Hélène GirardRédaction Assurance du Net · Mis à jour le 6 juillet 2026 · 11 min de lecture
Garantie maintien de salaire : comment ça marche ?

Tomber malade ou se blesser, c’est aussi voir son salaire menacé. Heureusement, la garantie maintien de salaire existe pour limiter cette perte de revenus pendant un arrêt de travail. Entre l’obligation légale de votre employeur, les indemnités journalières de la Sécurité sociale et les contrats de prévoyance, le mécanisme peut sembler complexe. Dans ce guide complet, nous vous expliquons concrètement comment fonctionne le maintien de salaire en cas d’arrêt maladie : qui y a droit, combien vous percevez, pendant combien de temps, et comment compléter cette protection pour sécuriser durablement vos revenus.

Salarié examinant son bulletin de paie et son arrêt maladie pour le maintien de salaire
Le maintien de salaire complète les indemnités journalières pendant un arrêt de travail.

Qu’est-ce que la garantie maintien de salaire ?

Le maintien de salaire désigne le versement, par l’employeur, de tout ou partie de la rémunération d’un salarié en arrêt de travail. Il complète les indemnités journalières versées par la Sécurité sociale, afin de limiter la perte de revenus pendant l’incapacité.

Cette garantie repose sur deux étages complémentaires : une obligation légale à la charge de l’employeur, encadrée par la loi, et une protection facultative assurée par un contrat de prévoyance, collectif ou individuel. Comprendre l’articulation entre ces deux niveaux est essentiel pour savoir exactement ce que vous toucherez en cas de coup dur.

Maintien de salaire légal et prévoyance : quelle différence ?
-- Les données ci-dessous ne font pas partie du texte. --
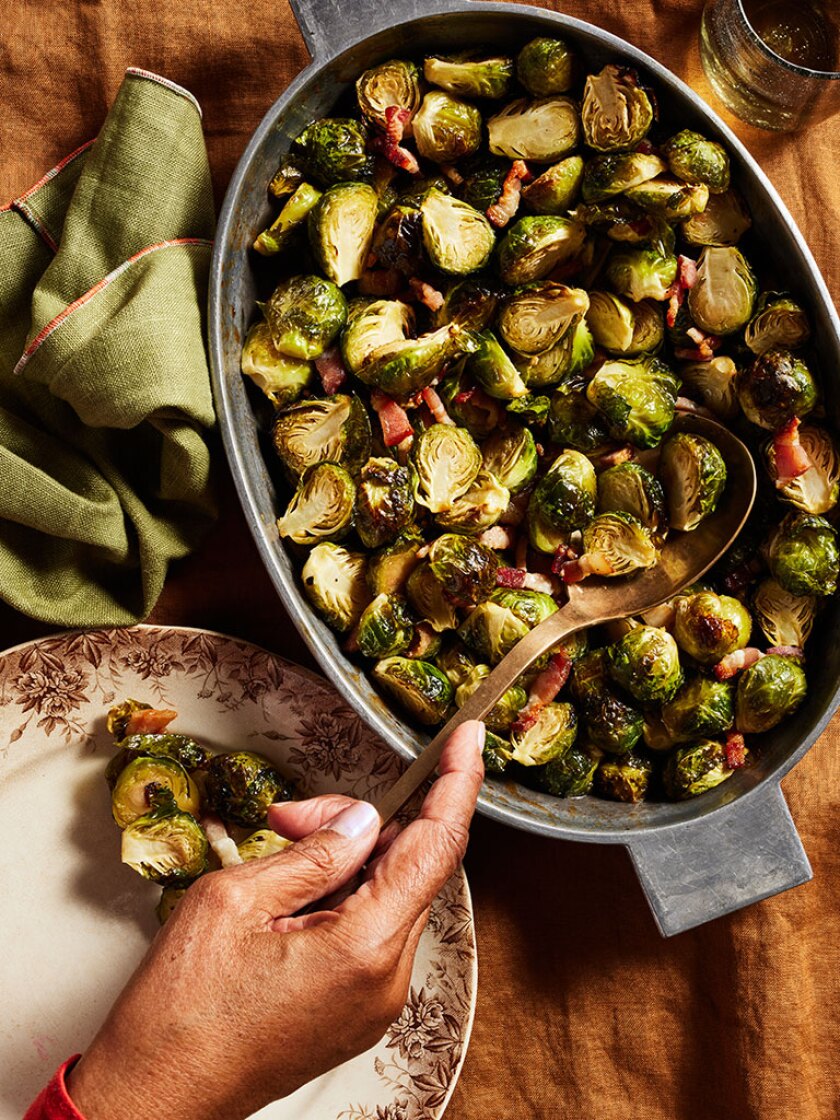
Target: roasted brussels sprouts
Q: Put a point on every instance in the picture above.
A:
(768, 691)
(418, 687)
(803, 557)
(616, 112)
(646, 663)
(385, 627)
(694, 159)
(457, 239)
(535, 245)
(446, 129)
(446, 462)
(304, 315)
(540, 130)
(636, 397)
(334, 581)
(334, 429)
(708, 626)
(241, 785)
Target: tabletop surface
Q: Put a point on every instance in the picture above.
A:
(584, 1011)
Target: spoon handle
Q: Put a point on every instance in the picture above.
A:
(550, 633)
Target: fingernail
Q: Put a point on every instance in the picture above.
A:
(354, 821)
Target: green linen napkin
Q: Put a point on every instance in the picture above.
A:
(105, 404)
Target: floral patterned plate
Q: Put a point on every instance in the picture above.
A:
(75, 921)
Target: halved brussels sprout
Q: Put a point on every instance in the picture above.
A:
(142, 778)
(384, 502)
(534, 318)
(470, 74)
(724, 222)
(694, 159)
(511, 456)
(535, 245)
(540, 130)
(341, 230)
(768, 691)
(334, 581)
(636, 397)
(696, 770)
(446, 129)
(646, 663)
(693, 474)
(777, 322)
(418, 687)
(334, 429)
(623, 327)
(546, 66)
(457, 239)
(785, 618)
(605, 176)
(393, 84)
(385, 627)
(447, 460)
(322, 506)
(241, 785)
(304, 315)
(775, 388)
(281, 379)
(708, 626)
(724, 295)
(557, 189)
(616, 112)
(803, 557)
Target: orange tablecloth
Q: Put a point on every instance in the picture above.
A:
(584, 1011)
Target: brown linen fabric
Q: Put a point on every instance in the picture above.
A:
(584, 1011)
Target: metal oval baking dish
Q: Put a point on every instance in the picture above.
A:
(696, 859)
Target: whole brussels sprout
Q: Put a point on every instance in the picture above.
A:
(334, 581)
(768, 691)
(693, 474)
(446, 128)
(646, 663)
(616, 112)
(803, 557)
(304, 315)
(241, 785)
(694, 159)
(418, 687)
(709, 626)
(775, 388)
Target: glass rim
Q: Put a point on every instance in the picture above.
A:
(803, 71)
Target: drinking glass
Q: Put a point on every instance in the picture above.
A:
(774, 63)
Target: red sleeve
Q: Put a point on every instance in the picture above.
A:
(54, 1102)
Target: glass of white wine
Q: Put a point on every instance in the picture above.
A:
(774, 63)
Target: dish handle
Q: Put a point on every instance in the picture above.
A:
(718, 864)
(329, 26)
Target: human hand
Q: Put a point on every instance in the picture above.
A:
(239, 1001)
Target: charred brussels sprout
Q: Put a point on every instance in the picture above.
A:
(418, 687)
(322, 506)
(803, 557)
(446, 129)
(694, 159)
(334, 581)
(709, 626)
(768, 691)
(385, 627)
(241, 785)
(775, 388)
(540, 130)
(304, 315)
(616, 112)
(693, 474)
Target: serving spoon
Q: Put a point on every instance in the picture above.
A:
(683, 560)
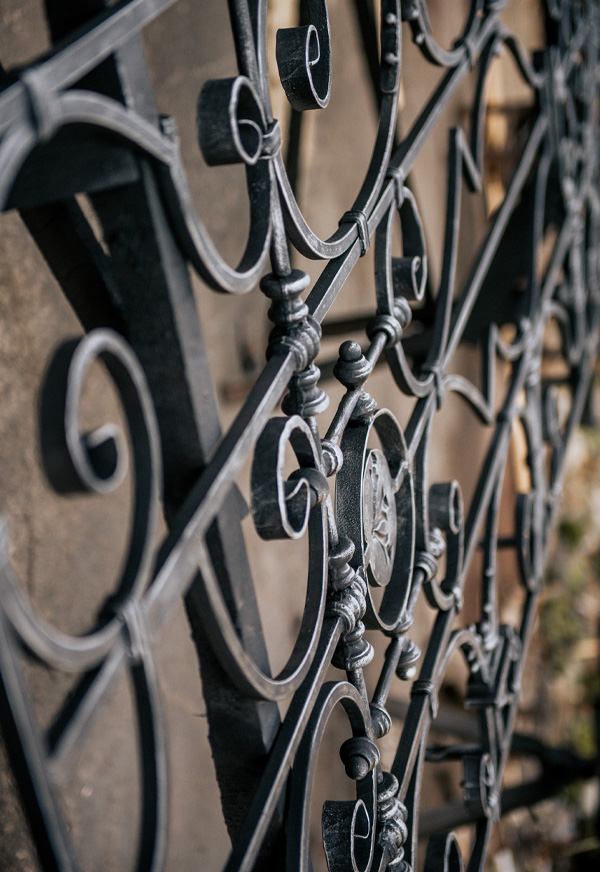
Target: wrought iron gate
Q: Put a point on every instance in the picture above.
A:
(382, 534)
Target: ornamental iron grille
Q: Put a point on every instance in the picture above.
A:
(382, 535)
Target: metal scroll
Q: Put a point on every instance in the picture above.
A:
(382, 535)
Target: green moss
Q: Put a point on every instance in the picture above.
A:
(561, 627)
(583, 737)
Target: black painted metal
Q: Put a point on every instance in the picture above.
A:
(387, 525)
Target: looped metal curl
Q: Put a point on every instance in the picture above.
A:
(304, 60)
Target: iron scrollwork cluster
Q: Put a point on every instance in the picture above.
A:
(378, 538)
On confond souvent le maintien de salaire légal et la prévoyance. Pourtant, ce sont deux dispositifs distincts qui se complètent :

  • Le maintien de salaire légal : une obligation imposée à l’employeur par la loi, d’une durée limitée (généralement quelques semaines à quelques mois selon l’ancienneté).
  • La prévoyance : un contrat d’assurance qui verse des indemnités complémentaires, souvent au-delà de la période légale et pour des arrêts longs. Pour bien cerner son rôle, consultez notre dossier sur l’assurance prévoyance, pourquoi et pour qui la souscrire.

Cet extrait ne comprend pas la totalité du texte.